3. There’s Not as Much Homework

Workload can vary from school to school — and even class to class. There may be some classes where you have work to take home at the end of every day, but that wasn’t the case with Caitlin Moynihan when she was a student at Towson University. “Most professors don’t give homework after each class,” she says. “In fact, some classes only give a few assignments during the semester.” Of course, less homework doesn’t necessarily mean less work overall as there may be longer project assignments and more heavily weighted exams. Professors will also expect that you learn the material and review it outside of class even if there isn’t a formal assignment in the syllabus. 

4. You Can Eat in Class

Ben Gambella was surprised that classroom rules were so different between his high school and SUNY Maritime College. “College students will sometimes bring an entire meal to class, like a full lunch or dinner, and it’s no big deal,” he reports. “In high school, you usually aren’t even allowed to eat a small snack during class.”

5. Extracurriculars Aren’t as Popular

“Throughout high school, you’re encouraged to take a lot of extracurricular activities. In college, the pressure to do that is almost nonexistent,” says Deana Mariana, a student at Penn State. While there may not be as much pressure to do extracurriculars, that doesn’t mean they don’t exist. Many students get involved with clubs, sports, intramurals and other activities. However, there is generally a sense in college that academics and your future career are your main focus.

6. Attendance Isn’t Always Required

“I thought it was weird that attendance is very rarely mandatory,” said Christopher Dundon, a student at Stony Brook University. While it is the case at many schools that the students self-motivate and act as their own attendance-takers, there are classes where attendance is taken and can count toward your grade. Dundon also reported that in some classes where no one took attendance, there are pop quizzes that factor into the final grade. If you’re not present, you get a zero. And of course going to class and creating an in-person relationship with your professor can help your grade and understanding of the material. Bottom line: Going to class is a good idea, even if no one’s checking.

7. I Didn’t Like College Food

Olivia Halvey says her biggest shock was the dining hall selection at Saint Michael’s College. “Growing up, I had the luxury of having a mom who cooked all of my meals every day, so when I got to college, the cafeteria food definitely didn’t meet my standards,” she says. While no dining hall could ever compare to home-cooked food, many cafeterias do have healthful options. If needed, you can always check out your local grocery store to fulfill any cravings your dining hall isn’t meeting.

8. Laundry’s Hard

Laundry was the shocker for Lauren Zisman when she got to the University of Albany. “You always have to wait in line to get a machine, and then you have to sort and fold in front of everyone, like people you don’t know. Then you have to sit around and wait for it to finish, unless you want someone to dump your clothes everywhere,” she says. Unless you live in an off-campus apartment, the laundry situation will most likely be shared. Going at off-peak hours can help combat the long wait times, and bringing your clothes back to your room to fold may offer some privacy.
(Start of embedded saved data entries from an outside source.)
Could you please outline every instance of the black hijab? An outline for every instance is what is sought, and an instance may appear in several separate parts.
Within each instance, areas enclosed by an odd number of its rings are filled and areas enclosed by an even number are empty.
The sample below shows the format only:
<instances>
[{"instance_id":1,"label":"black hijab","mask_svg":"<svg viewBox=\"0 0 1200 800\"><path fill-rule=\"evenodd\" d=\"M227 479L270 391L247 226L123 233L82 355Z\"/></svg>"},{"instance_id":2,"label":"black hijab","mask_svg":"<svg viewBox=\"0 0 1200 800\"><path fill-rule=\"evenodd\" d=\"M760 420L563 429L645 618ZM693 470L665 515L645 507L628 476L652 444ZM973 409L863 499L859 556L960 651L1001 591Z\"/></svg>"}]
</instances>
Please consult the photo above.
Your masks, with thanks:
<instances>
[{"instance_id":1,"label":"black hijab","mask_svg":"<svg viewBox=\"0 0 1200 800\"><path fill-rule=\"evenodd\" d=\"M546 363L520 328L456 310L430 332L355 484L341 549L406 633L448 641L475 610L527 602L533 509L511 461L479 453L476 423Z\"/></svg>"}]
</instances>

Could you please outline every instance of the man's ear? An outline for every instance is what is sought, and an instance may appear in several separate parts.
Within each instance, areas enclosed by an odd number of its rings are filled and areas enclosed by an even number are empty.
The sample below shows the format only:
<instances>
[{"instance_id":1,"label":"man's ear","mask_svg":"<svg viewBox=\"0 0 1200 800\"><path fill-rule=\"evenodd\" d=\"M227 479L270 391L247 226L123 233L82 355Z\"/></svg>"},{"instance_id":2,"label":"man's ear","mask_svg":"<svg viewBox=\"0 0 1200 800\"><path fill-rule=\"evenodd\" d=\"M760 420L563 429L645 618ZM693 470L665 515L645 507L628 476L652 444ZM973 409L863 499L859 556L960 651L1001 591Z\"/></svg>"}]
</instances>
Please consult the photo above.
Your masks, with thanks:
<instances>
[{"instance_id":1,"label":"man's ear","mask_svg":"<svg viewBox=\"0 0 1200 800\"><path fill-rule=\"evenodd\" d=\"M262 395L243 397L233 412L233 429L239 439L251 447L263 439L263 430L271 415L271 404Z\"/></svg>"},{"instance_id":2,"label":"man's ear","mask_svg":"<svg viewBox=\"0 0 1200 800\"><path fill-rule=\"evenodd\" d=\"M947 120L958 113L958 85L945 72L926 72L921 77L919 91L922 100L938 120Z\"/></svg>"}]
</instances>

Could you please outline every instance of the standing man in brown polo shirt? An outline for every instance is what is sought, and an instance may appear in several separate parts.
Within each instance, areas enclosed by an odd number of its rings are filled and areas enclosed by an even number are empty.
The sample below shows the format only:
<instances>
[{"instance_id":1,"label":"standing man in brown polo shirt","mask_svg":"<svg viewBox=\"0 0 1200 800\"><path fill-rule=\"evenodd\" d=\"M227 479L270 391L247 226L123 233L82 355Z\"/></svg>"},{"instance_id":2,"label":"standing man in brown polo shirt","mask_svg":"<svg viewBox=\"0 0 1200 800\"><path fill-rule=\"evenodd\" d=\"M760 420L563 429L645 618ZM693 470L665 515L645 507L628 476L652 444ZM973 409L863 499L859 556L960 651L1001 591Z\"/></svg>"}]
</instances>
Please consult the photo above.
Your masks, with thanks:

9. There Are So Many Decisions

“For me, I think it was all the choices you get in college,” Peter Herzog, a George Washington University student, says. “In high school, everyone just throws things at you. Yeah, you can pick a few of your classes, but it’s not until college that you really get to have more of a say in the direction you want your life to go.” College choices can be surprisingly overwhelming at first, but making your own decisions is a big part of becoming an adult and college is a great place to start.